In some of my articles, I engage with questions that relate, directly or indirectly, to media history. My perspective is that the media is not only a historical “witness” that documents reality; but also a cultural and political institution that helps shape collective memory, hierarchies of power, and dominant understandings of leadership and gender. I develop this line of research through two main strands.
1. Media analysis of historical press coverage in the contexts of politics, leadership, power, and gender.

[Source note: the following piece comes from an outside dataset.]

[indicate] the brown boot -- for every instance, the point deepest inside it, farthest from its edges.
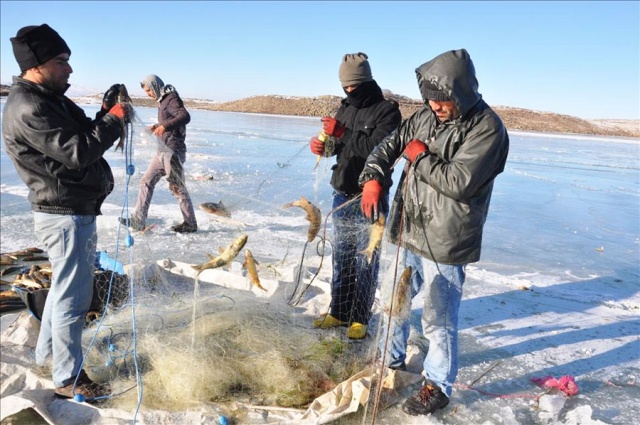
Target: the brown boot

Within this strand, I examine how Israeli newspapers from different periods produced public images of political leaders and contributed to shaping those images over time. Several of my articles focus on the media coverage of former Israeli Prime Minister Golda Meir and on the ways her historical figure was portrayed at different stages of her career, from her tenure as Minister of Labour in the 1950s to the years preceding her death in the late 1970s. In doing so, I analyze how coverage patterns shifted in response to political and social contexts and how gendered assumptions were embedded in the construction of her public image: which traits were attributed to her, what expectations were placed upon her, and what boundaries of public legitimacy were drawn around her as a woman leader. In this context, I also address the ways religious and ultra-Orthodox newspapers covered Golda, with the aim of illuminating historical intersections of gender, religion, and power in Israeli society. I treat the press text as a site in which public norms and attitudes are revealed, maintained, and at times contested.
2. A historical examination of the development of communication technology in the Israeli context.
In the second strand, I focus on the evolution of communication technologies and media platforms in Israel and on the ways major public and cultural events can accelerate technological, organizational, and professional change. For example, I studied the historical relationship between the print press and television around the Eurovision Song Contests in Israel in the 1970s and the 1990s. I showed how major media events such as Eurovision functioned as engines of innovation that encouraged cooperation between different media forms, changes in journalistic routines, and breakthroughs in communication infrastructures and technologies. I also highlighted how highly visible and celebratory broadcasts could serve as catalysts for broader historical processes, including the adoption of new technologies in Israel, such as the transition to color television. These developments were not merely "technical" shifts, but culturally and politically consequential turning points.